Much of Bill Callahan’s music unfolds like a dream; mysterious figures, often anthropomorphic, come and go, bewildering landscapes unfold and fold in on themselves, while our narrator tries to make sense of it all.

It’s fitting, then, that the first line of Callahan’s new album YTI⅃AƎЯ is this, “And we’re coming out of dreams / As we’re coming back to dreams”. The song “First Bird”, from which this lyric belongs, represents a synthesis of the ideas and themes that have dominated Callahan’s music for decades; the deceptive nature of our minds, finding bliss in the everyday and magic in nature. Backdropped by subtle hand-picked guitar playing, Callahan pens a touching tribute to his children; his daughter’s hand in his son’s palm and her feet never touching the ground “because everybody wants to carry her around”.

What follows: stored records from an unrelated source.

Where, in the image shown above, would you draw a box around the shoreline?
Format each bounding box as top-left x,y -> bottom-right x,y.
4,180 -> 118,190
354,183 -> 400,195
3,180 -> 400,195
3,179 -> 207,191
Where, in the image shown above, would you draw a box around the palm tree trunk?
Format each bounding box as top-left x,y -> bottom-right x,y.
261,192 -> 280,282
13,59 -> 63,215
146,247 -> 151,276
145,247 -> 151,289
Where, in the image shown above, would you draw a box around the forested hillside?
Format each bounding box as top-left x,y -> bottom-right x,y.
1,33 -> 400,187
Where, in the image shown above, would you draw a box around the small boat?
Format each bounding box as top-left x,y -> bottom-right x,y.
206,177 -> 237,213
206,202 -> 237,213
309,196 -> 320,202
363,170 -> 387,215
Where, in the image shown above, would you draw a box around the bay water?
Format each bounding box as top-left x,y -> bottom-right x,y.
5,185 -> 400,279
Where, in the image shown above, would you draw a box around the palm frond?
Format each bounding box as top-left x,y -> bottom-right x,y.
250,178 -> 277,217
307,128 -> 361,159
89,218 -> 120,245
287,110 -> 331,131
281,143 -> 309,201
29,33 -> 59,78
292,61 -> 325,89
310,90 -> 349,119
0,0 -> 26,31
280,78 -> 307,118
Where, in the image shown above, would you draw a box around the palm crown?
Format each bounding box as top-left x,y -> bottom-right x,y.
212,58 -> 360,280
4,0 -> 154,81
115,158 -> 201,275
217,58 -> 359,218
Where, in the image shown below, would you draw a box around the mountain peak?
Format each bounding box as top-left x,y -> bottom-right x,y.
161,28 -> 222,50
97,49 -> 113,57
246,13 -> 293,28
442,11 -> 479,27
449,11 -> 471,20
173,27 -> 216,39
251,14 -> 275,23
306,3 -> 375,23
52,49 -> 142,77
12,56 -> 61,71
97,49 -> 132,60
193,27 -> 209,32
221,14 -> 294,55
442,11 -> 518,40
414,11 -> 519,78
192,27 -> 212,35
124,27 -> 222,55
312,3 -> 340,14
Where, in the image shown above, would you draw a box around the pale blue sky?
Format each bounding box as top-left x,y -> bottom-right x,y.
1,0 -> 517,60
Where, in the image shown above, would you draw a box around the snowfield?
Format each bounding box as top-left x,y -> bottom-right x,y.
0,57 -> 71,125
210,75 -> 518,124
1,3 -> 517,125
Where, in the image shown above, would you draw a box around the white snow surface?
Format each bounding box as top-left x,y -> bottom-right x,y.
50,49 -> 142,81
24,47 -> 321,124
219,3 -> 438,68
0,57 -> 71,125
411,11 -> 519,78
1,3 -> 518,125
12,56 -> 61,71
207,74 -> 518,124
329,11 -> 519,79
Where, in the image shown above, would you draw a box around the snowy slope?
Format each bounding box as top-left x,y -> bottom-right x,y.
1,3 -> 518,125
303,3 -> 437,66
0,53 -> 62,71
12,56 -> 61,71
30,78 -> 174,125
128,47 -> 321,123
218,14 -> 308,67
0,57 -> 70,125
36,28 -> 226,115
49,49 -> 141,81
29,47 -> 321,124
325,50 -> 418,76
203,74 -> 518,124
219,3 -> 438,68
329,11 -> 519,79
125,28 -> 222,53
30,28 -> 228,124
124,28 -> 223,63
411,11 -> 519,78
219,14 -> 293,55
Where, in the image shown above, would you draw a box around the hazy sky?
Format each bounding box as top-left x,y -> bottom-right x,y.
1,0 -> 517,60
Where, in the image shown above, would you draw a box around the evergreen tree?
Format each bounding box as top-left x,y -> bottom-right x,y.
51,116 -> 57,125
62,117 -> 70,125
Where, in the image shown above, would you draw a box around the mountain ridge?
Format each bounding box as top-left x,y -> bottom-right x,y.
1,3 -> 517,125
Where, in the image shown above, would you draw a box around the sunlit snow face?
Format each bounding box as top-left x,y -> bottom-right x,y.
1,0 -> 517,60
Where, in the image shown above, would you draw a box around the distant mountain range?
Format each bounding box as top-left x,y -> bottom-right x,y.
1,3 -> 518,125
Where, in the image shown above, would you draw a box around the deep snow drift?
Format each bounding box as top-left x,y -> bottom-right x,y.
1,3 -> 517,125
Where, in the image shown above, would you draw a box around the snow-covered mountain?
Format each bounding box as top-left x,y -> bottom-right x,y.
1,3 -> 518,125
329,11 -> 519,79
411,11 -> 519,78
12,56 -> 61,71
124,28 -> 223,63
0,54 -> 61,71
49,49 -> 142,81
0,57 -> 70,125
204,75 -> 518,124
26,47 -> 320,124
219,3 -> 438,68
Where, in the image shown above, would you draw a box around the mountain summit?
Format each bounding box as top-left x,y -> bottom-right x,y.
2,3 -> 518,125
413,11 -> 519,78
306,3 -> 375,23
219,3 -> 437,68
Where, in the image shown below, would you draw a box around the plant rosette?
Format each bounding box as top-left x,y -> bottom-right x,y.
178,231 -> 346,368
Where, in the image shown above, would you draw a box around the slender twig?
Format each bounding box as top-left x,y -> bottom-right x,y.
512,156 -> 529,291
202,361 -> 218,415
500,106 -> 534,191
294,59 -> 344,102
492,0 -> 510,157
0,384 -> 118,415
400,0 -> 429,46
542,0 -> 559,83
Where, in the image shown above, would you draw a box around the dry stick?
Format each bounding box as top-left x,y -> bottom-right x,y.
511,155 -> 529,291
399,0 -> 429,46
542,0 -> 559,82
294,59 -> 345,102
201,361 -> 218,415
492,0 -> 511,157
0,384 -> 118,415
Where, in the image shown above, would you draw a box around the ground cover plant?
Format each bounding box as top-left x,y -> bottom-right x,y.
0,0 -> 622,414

As opposed to the wigged-out, cryptic lyrics that often dominate Callahan’s music – and aren’t exactly in short supply here – these matter-of-fact moments of groundedness prove to be some of YTI⅃AƎЯ’s most enduring and affecting. “Lily” is the album’s centrepiece and, with time, will surely prove to be among Callahan’s most definitive statements. A tribute to his late mother – who passed in 2018 – it’s devastatingly sparse, almost a capella in parts, and filled with devastating intimacies. “I started writing your death song…”, he begins, before taking a few-seconds pause that feels far longer and is loaded with significance, “…Long before you were gone”. Across five minutes, Callahan tells of her “eyes turned to ice”, wanting to put on her favourite song before she departed and – in one particularly painful verse – the “scream” of the gurney wheel as she was moved down the hall.

By way of “Lily”’s immense power, everything that comes after it should, inherently, feel a little anticlimactic. It’s a testament, then, to Callahan’s immense talents that such simply isn’t the case. The following two tracks, “Naked Souls” and “Coyotes”, similarly rank among the folk singer’s best. The former is a haunting portrait of an Incel-type “locked away”, “stress-eating in a diner in Dallas”, sporting “F-You” shades. A swelling cacophony of horns emerge in the song’s second half as Callahan cries “God destroy these naked souls” repeatedly, with real, convincing terror in his voice. “Coyotes”, by contrast, is warm and intimate; it’s a love song that, in true Callahan fashion, also features an ode to finding harmony between animals (“The coyotes are getting bolder / They come to watch the dog sleep”). The song descends into an oft-impenetrable dream monologue (“You were bent over, a peanut of a child / A new flower on the pea vine”), but Callahan eventually stumbles upon clarity: “I realise now that dreams are real / I wanted to tell you, we tend to stick together.”

YTI⅃AƎЯ ends with a tribute – speculated to be a eulogy to the late, great David Berman. “If you were a house fire / I’d go back in for the cat”, Callahan sings in one warm yet subtly damnatory line – a comment on our attraction to that which is destructive, wild and unbound. This ability of Callahan’s to combine the macabre with the charming until the two become disconcertingly inextricable pops up elsewhere on YTI⅃AƎЯ – most notably on “Everyway”, where he sings of warming one’s hands “in the corpse of a wild horse”. Amidst over an hour of minimalist folk music, that can necessarily blend together into a sort of amiable blur, it’s these moments that remain standout. These are the moments where Callahan does with his music what he’s done with the backwards reflected album title; make the familiar subtly strange and blur the distinction between reality and fictions of the mind, until the distinction between the two seems beyond the point.